Canada’s S&P/TSX Composite Index gained 7.1 per cent in January, the second-biggest rise for that month since 1990. The Canadian benchmark fell 8.7 per cent last year but beat the S&P 500 by more than 10 percentage points, thanks to strong performance from energy, consumer staples and transportation stocks.  

Baltimore-based T. Rowe Price, with US$1.3 trillion in assets under management, is managing recession risks by being underweight on stocks, neutral on bonds and long on cash. Within equities, it’s overweight to Canada, Page said. 

“A lot of pre-recession signs are there,” he said. “Now’s not the time to be a hero.”

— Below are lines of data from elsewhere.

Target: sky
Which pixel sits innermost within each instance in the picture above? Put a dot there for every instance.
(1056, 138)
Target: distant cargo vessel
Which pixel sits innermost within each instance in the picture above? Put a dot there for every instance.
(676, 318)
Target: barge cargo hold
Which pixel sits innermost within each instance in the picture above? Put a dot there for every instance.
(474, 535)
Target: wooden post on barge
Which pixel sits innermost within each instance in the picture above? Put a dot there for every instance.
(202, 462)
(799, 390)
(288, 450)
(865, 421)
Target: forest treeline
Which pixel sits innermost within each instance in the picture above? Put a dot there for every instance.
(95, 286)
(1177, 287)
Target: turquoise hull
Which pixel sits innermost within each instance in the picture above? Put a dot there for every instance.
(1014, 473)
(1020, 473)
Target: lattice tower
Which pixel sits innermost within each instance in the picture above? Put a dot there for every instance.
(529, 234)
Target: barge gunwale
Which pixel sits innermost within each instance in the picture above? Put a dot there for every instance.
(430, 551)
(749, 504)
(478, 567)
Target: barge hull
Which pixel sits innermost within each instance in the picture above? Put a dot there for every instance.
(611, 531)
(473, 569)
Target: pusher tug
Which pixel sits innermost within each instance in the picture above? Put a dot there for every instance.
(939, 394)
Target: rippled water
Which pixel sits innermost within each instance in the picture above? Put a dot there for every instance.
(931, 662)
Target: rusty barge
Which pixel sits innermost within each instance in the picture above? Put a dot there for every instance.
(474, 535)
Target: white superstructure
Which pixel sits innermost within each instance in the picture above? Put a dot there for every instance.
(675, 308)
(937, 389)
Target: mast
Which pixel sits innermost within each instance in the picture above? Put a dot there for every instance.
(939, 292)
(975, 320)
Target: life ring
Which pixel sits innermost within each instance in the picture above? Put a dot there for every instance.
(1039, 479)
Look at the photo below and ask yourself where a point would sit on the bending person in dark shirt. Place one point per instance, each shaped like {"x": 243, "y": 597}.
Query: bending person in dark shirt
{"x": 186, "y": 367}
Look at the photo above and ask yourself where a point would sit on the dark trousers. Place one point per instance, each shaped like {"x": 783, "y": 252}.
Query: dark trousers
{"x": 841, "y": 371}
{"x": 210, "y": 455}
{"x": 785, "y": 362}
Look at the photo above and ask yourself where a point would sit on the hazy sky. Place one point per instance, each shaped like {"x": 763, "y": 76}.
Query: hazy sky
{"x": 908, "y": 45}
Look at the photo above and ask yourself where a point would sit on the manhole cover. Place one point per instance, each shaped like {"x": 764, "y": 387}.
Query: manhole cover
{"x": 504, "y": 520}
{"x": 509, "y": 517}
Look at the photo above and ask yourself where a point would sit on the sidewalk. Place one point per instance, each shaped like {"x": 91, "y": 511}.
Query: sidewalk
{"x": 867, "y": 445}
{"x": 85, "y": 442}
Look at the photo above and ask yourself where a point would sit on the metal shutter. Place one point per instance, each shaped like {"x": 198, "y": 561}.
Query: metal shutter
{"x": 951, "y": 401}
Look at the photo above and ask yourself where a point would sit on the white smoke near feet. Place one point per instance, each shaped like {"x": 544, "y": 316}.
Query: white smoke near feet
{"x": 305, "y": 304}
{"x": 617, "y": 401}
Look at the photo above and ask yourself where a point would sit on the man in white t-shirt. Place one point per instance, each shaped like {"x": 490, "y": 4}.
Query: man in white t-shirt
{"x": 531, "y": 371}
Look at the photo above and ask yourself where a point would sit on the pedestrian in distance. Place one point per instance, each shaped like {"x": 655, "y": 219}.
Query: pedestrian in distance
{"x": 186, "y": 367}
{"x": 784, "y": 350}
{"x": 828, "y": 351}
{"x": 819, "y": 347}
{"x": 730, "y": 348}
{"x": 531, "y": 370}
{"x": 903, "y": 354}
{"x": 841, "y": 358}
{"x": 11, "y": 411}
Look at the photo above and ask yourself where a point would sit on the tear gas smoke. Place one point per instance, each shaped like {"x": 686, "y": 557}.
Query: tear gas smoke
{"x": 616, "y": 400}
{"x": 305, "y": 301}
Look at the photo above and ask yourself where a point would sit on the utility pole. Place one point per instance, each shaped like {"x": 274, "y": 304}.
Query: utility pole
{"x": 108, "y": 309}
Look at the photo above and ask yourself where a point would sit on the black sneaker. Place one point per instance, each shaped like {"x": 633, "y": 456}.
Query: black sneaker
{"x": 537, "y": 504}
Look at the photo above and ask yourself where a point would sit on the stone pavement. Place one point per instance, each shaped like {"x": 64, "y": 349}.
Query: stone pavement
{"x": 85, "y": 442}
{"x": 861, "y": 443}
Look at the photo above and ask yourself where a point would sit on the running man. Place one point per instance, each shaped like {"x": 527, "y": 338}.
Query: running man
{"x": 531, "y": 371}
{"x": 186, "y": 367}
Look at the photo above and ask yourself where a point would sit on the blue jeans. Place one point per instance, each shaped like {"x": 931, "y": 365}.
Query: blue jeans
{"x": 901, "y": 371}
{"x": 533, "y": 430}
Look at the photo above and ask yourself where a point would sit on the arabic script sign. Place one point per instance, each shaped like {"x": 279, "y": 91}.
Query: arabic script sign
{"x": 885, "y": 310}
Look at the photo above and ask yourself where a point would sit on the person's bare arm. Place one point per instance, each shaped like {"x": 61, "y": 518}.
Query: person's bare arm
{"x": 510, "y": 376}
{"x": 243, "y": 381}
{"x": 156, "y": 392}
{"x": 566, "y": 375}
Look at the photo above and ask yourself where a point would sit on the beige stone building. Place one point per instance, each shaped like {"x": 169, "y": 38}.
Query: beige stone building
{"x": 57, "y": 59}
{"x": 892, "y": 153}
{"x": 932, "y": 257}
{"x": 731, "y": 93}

Still, Page can’t hide his worries over the Canadian housing market, which he sees as one of the biggest threats to the country’s economy. Standard mortgages in Canada have terms of five years or less, and millions of households have variable-rate loans that reset with every Bank of Canada interest-rate hike. So the country’s homeowners feel the impact of rising interest rate far more quickly than U.S. borrowers, who can lock in 30-year fixed-rate mortgages.

“It’s a threat for both economies. It’s a bigger one for Canada,” Page said. 

T. Rowe Price isn’t the only institution making a bullish call on Canada. Strategists at Bank of America Corp. wrote this week that free cash flow yields for Canadian stocks are too compelling to ignore.